DR Z PHD Interviews Michelle Cirar.
In this powerful interview, Dr. Z speaks with Michelle Cirar, a transgender woman who transitioned three years ago (around age 45-46) after reaching a critical breaking point where the choice became: come out and live, or don't survive. As Vice President and Director at a Fortune 500 company, Michelle proves that transition doesn't have to derail successful careers—in fact, her company provided comprehensive transgender support including guides for managers and employees, name/badge changes, and LGBTQ+ programming.
Michelle's story challenges common narratives about late-life transition. Despite transitioning in her mid-40s after fathering two children (now 33 and 28) and becoming a grandfather to two (ages 9 and 7), she experienced overwhelming acceptance. Her youngest son's response was immediate: "I have lesbian, gay, and trans friends—what's the issue?" Her oldest son told her that if anyone at Christmas had a problem with her, they could leave, but she was staying. Her grandchildren occasionally misgender her, but "they're kids—it's not deliberate."
This conversation reveals Michelle's unique approach to integration rather than erasure. A year into transition, she made a conscious decision to stop falling into "that black hole of depression" and embrace her entire life as one continuous journey. She no longer uses the term "dead name," calling it her "prior name"—like anyone who changed their name through marriage.

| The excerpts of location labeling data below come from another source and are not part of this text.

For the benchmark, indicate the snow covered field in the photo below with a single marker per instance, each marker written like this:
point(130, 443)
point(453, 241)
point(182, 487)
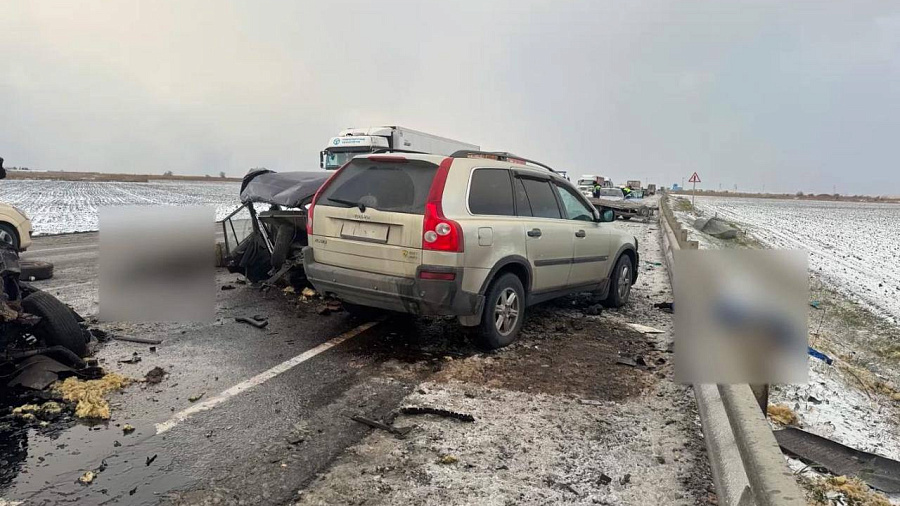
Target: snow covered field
point(853, 246)
point(57, 207)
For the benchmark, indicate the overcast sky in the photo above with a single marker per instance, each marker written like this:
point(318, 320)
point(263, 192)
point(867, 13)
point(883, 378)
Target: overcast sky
point(790, 95)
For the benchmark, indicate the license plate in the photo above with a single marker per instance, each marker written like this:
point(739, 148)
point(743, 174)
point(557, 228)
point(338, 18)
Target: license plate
point(362, 231)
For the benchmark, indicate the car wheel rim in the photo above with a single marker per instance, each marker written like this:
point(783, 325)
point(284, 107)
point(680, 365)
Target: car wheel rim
point(624, 281)
point(506, 311)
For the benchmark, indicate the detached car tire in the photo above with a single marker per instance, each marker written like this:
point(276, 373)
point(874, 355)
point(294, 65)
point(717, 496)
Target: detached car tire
point(504, 312)
point(13, 234)
point(58, 326)
point(620, 282)
point(35, 269)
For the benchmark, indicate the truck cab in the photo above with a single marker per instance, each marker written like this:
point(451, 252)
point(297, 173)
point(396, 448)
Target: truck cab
point(351, 142)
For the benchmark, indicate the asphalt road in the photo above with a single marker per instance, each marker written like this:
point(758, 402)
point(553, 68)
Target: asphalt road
point(245, 446)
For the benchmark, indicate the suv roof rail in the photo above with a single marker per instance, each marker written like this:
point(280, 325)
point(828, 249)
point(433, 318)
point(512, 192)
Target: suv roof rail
point(500, 155)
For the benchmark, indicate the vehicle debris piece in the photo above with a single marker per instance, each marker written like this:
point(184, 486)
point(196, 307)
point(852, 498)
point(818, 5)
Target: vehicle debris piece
point(819, 355)
point(782, 414)
point(87, 478)
point(643, 329)
point(879, 472)
point(47, 411)
point(668, 307)
point(425, 410)
point(155, 375)
point(39, 372)
point(90, 395)
point(139, 340)
point(135, 358)
point(400, 432)
point(258, 323)
point(447, 460)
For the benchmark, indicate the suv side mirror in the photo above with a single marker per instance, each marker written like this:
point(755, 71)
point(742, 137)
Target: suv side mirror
point(607, 215)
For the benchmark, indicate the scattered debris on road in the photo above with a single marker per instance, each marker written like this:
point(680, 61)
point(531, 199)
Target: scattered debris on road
point(90, 395)
point(135, 358)
point(139, 340)
point(155, 375)
point(879, 472)
point(87, 478)
point(782, 414)
point(400, 432)
point(643, 329)
point(819, 355)
point(424, 410)
point(259, 323)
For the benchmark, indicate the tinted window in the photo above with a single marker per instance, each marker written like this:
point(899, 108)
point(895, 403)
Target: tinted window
point(575, 208)
point(386, 186)
point(540, 196)
point(523, 208)
point(491, 192)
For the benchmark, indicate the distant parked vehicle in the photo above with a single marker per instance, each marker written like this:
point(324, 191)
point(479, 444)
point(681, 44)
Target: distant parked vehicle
point(351, 142)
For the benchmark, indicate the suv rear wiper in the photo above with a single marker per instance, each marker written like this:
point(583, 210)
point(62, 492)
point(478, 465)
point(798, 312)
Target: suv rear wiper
point(360, 205)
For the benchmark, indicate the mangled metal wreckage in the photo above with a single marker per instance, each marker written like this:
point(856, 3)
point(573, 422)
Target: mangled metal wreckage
point(267, 244)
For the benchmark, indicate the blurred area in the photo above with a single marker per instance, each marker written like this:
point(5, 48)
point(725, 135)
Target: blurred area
point(741, 316)
point(157, 263)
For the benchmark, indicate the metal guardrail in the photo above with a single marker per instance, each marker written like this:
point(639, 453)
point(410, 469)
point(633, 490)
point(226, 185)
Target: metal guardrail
point(747, 465)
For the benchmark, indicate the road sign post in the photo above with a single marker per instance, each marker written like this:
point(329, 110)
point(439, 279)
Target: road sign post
point(694, 179)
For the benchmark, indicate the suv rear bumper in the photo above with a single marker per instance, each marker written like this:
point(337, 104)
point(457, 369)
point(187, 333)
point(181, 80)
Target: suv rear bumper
point(394, 293)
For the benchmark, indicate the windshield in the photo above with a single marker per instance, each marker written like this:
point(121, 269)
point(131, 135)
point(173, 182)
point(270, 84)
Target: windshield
point(335, 159)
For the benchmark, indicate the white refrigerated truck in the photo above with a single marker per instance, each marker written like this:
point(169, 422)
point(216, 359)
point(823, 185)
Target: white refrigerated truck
point(356, 141)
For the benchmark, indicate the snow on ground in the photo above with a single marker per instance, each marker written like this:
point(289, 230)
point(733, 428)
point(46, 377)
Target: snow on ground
point(557, 421)
point(852, 245)
point(57, 207)
point(852, 252)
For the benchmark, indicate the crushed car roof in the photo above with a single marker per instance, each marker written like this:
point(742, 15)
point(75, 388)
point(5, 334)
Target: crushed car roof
point(288, 189)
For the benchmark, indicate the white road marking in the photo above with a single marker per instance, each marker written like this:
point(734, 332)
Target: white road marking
point(261, 378)
point(61, 248)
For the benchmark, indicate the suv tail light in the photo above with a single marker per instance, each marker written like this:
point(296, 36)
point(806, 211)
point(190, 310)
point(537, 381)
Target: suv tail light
point(438, 232)
point(312, 204)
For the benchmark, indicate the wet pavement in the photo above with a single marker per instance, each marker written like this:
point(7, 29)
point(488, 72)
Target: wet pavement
point(260, 446)
point(246, 448)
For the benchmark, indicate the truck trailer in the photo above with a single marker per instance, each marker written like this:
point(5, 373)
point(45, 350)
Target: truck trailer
point(351, 142)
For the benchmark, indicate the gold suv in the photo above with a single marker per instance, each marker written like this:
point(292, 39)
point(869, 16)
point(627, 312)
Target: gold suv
point(477, 235)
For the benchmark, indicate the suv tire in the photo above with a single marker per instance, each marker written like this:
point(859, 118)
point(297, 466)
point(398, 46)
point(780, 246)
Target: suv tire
point(620, 282)
point(504, 312)
point(58, 326)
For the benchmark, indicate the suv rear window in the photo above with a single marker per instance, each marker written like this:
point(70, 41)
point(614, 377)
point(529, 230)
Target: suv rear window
point(386, 186)
point(491, 193)
point(541, 197)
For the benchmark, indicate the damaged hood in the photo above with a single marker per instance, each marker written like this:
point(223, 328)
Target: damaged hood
point(286, 189)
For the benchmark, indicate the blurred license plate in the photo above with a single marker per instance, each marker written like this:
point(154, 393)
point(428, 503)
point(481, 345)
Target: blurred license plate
point(362, 231)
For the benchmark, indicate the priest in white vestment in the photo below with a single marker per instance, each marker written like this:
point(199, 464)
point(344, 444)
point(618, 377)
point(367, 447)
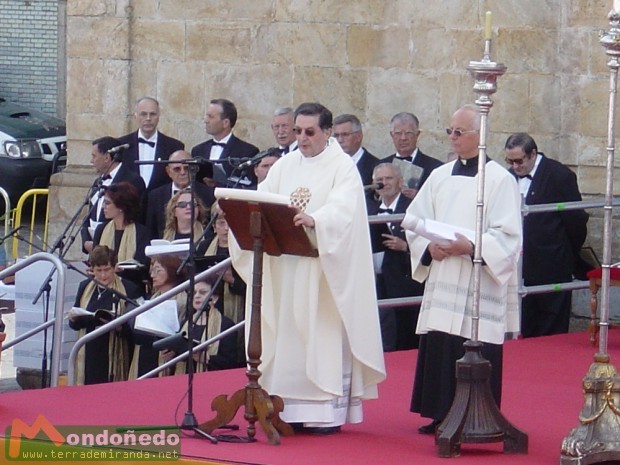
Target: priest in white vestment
point(450, 196)
point(322, 350)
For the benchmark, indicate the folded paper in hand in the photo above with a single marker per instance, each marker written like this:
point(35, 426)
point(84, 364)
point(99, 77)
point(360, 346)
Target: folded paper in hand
point(131, 264)
point(161, 320)
point(99, 314)
point(436, 231)
point(162, 246)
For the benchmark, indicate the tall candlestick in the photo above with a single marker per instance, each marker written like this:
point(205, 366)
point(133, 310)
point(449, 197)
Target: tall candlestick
point(487, 29)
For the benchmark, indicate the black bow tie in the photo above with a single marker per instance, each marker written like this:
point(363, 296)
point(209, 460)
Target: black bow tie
point(147, 142)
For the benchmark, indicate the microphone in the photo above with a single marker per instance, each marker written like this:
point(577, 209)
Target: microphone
point(10, 234)
point(118, 148)
point(258, 157)
point(376, 186)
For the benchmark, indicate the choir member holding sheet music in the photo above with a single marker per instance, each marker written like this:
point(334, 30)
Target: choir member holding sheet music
point(164, 276)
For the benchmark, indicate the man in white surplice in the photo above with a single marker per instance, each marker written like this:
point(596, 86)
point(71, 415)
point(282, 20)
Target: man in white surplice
point(322, 349)
point(449, 196)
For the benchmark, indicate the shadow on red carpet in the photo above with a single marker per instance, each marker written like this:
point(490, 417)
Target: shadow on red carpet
point(542, 396)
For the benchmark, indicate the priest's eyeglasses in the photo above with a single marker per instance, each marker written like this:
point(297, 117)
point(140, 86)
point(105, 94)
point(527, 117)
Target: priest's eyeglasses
point(458, 132)
point(309, 131)
point(185, 204)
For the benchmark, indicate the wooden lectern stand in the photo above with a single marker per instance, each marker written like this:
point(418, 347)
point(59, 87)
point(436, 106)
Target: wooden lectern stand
point(260, 227)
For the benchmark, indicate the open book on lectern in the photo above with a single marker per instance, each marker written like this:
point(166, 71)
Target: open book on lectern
point(280, 235)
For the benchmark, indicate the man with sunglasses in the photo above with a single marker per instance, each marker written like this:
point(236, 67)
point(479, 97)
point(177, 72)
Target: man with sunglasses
point(551, 240)
point(405, 130)
point(445, 322)
point(158, 198)
point(322, 350)
point(107, 159)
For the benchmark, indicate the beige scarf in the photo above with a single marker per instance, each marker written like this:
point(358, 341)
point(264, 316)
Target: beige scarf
point(214, 324)
point(118, 348)
point(127, 247)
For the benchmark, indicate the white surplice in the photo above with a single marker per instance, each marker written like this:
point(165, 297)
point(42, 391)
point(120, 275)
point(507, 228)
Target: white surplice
point(322, 349)
point(448, 297)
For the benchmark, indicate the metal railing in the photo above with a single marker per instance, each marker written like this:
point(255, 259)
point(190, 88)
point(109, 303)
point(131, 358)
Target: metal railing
point(523, 290)
point(56, 321)
point(32, 194)
point(382, 303)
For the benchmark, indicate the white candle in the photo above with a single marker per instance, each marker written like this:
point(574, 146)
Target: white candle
point(487, 28)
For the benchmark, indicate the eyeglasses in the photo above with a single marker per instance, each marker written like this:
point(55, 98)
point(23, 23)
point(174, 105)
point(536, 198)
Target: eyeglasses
point(407, 134)
point(459, 132)
point(309, 131)
point(516, 161)
point(338, 135)
point(185, 204)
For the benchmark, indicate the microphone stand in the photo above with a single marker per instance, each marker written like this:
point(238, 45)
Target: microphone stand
point(189, 420)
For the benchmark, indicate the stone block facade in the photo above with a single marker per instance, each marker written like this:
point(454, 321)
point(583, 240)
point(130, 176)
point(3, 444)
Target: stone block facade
point(366, 57)
point(29, 53)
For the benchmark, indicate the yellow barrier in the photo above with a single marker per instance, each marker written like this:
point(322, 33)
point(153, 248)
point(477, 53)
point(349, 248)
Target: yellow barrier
point(33, 195)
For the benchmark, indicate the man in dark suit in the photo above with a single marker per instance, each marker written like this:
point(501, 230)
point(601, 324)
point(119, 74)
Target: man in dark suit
point(405, 130)
point(158, 198)
point(220, 119)
point(148, 144)
point(348, 133)
point(551, 240)
point(106, 160)
point(392, 262)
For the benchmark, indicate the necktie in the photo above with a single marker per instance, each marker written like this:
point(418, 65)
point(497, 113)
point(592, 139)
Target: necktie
point(147, 142)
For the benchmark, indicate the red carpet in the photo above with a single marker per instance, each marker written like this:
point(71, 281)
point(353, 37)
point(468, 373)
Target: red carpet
point(542, 396)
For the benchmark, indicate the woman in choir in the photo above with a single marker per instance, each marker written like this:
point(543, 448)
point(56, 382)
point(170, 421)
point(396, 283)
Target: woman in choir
point(208, 322)
point(106, 358)
point(121, 207)
point(165, 275)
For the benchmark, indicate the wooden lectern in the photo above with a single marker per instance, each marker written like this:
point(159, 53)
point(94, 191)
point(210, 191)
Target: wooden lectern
point(263, 228)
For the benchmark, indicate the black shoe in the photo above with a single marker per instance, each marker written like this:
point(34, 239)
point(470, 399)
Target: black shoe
point(322, 430)
point(430, 428)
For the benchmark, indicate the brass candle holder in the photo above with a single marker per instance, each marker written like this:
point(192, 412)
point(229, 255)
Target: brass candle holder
point(474, 416)
point(597, 438)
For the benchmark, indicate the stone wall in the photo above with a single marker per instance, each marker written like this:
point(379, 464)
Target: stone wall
point(28, 53)
point(366, 57)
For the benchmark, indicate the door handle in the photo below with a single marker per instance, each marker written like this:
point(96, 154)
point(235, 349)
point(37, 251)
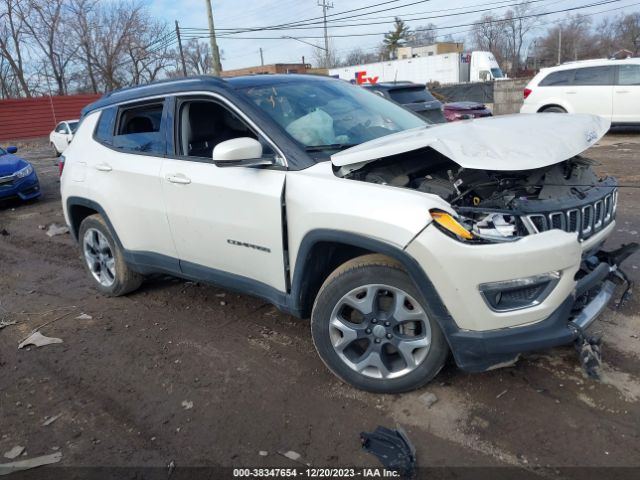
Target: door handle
point(179, 179)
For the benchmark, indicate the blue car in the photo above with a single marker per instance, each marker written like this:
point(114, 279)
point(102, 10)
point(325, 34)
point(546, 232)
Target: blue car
point(17, 176)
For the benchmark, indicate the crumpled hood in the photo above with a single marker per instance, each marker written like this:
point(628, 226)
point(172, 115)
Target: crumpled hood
point(9, 164)
point(503, 143)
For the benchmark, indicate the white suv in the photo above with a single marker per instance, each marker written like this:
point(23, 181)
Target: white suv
point(609, 88)
point(401, 240)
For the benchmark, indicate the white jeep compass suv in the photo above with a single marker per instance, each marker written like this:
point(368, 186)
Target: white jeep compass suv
point(403, 241)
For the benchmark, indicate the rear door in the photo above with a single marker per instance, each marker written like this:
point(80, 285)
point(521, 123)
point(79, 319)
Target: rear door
point(123, 172)
point(226, 221)
point(591, 91)
point(626, 94)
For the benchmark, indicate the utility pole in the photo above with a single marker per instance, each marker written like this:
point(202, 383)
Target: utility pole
point(325, 6)
point(559, 45)
point(184, 65)
point(215, 53)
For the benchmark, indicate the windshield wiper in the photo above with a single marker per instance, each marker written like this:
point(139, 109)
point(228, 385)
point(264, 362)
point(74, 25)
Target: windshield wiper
point(331, 146)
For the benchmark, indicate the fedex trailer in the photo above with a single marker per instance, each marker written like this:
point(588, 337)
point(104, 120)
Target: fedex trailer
point(446, 68)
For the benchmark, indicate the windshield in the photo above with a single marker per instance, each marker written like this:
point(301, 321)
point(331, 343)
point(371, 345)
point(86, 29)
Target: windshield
point(411, 95)
point(497, 73)
point(331, 114)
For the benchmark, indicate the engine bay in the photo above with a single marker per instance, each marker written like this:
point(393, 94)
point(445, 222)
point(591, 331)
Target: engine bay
point(502, 204)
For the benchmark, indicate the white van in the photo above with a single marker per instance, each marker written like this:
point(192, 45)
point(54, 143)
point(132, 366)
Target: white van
point(609, 88)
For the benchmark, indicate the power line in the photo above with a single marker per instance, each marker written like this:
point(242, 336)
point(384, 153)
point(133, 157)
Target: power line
point(430, 17)
point(476, 23)
point(317, 20)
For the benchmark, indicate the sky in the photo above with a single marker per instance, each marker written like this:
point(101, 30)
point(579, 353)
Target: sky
point(241, 52)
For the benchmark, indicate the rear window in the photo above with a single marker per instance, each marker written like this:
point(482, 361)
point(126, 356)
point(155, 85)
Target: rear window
point(629, 75)
point(411, 95)
point(594, 76)
point(554, 79)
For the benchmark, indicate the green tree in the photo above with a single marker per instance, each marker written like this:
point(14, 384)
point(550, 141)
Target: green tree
point(396, 37)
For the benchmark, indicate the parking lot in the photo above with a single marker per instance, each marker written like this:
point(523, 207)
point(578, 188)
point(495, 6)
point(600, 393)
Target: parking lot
point(201, 376)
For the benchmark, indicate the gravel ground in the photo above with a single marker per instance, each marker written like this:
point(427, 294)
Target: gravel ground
point(124, 380)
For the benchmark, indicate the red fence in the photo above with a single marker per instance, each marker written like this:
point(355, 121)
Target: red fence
point(23, 118)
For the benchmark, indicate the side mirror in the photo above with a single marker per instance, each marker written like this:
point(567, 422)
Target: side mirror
point(240, 152)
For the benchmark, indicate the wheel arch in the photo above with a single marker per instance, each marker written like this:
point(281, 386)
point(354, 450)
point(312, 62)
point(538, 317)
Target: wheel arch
point(313, 266)
point(550, 105)
point(79, 208)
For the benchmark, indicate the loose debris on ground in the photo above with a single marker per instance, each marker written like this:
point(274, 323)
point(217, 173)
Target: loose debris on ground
point(7, 468)
point(392, 448)
point(39, 340)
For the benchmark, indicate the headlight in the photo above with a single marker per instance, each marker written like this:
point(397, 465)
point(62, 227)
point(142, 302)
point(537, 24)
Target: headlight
point(24, 172)
point(479, 227)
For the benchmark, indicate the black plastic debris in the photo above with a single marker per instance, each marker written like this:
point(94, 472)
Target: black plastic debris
point(392, 448)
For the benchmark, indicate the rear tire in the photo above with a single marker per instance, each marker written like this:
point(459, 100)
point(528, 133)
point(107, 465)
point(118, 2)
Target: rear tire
point(371, 329)
point(104, 260)
point(554, 110)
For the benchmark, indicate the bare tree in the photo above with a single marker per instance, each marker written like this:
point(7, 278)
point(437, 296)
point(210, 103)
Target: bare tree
point(12, 32)
point(517, 26)
point(357, 56)
point(423, 35)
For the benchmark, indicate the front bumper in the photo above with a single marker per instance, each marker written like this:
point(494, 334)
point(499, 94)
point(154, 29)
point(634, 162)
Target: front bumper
point(481, 338)
point(26, 188)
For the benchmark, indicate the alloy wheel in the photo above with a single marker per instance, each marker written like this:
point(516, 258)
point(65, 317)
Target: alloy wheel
point(380, 331)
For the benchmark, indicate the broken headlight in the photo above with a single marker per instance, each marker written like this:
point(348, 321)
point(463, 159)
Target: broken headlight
point(479, 227)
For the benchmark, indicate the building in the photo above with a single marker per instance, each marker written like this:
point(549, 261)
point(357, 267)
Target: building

She's proud of who she was before and who she is now, recognizing that at her core, she's still the same person who just looks different and sounds different.
Key topics include: why coming out was genuinely harder than any surgery (surgeries were "just something I had to do"), the importance of age-appropriate fashion (laughing now at wearing fishnet stockings and leather skirts to work early in transition), how her partner (cisgender woman she met through support groups) helped guide her style evolution, maintaining her role as "dad" to her children (they're the only ones who use her prior pronouns, which she loves), and why strong relationships survive transition while shaky ones use it as an excuse to end.
Michelle shares practical wisdom about parenting as a trans woman: "I fathered my children, I am not their mother." She still presents as what people would call a "typical dad" despite her appearance, always making sure things get done. She believes parenting style doesn't change with transition—you are who you are, you parent how you parent, regardless of gender. For those who transition early and adopt children, taking a motherly role might work, but authenticity matters most.
This interview addresses the stages of confidence building: from initial uncertainty about presentation and experiencing misgendering "like a knife to the heart," to post-surgery clarity where hormones "really lifted the cloud," to eventually declaring her transition "officially over" on her birthday in spring 2021. Michelle describes how acceptance from family, friends, and coworkers rapidly increased her confidence between November 2018 (coming out) and January 2019 (fully out to everyone).
Michelle reveals she's been chased, attacked, and yelled at (before surgeries and voice feminization), emphasizing the importance of safety awareness and blending in rather than standing out—especially early in transition. She notes that being a woman fundamentally changed her relationship to safety: "I've never been chased or attacked before transitioning."
This conversation offers rare honesty about fashion mistakes ("What was I thinking going out like that?"), the reality that there's no guidebook for "I'm transgender, this age, this profession—what should I wear?", the importance of having supportive people to guide style choices, and why her biggest regret is... nothing. Michelle carries zero regrets about transitioning later in life, her pre-transition life (which had purpose), or any decision she's made.
Michelle's advice for those not yet out: coming out is the hardest part, not surgeries or buying clothes. For those mid-transition: stay strong, stay authentic, it gets easier as more people accept you. For building confidence: remember your blessings (family, friends, career, where you live), embrace your entire life as one journey, and recognize that you only get one chance at life—be authentic, be happy, because all the money and career success means nothing if you're not happy with yourself.
This interview provides hope that late-life transition can result in overwhelming family acceptance, continued career success, romantic partnership, and the confidence to simply live life like anyone else—going to the market, going to work, planning trips to Hawaii, and moving through the world as herself.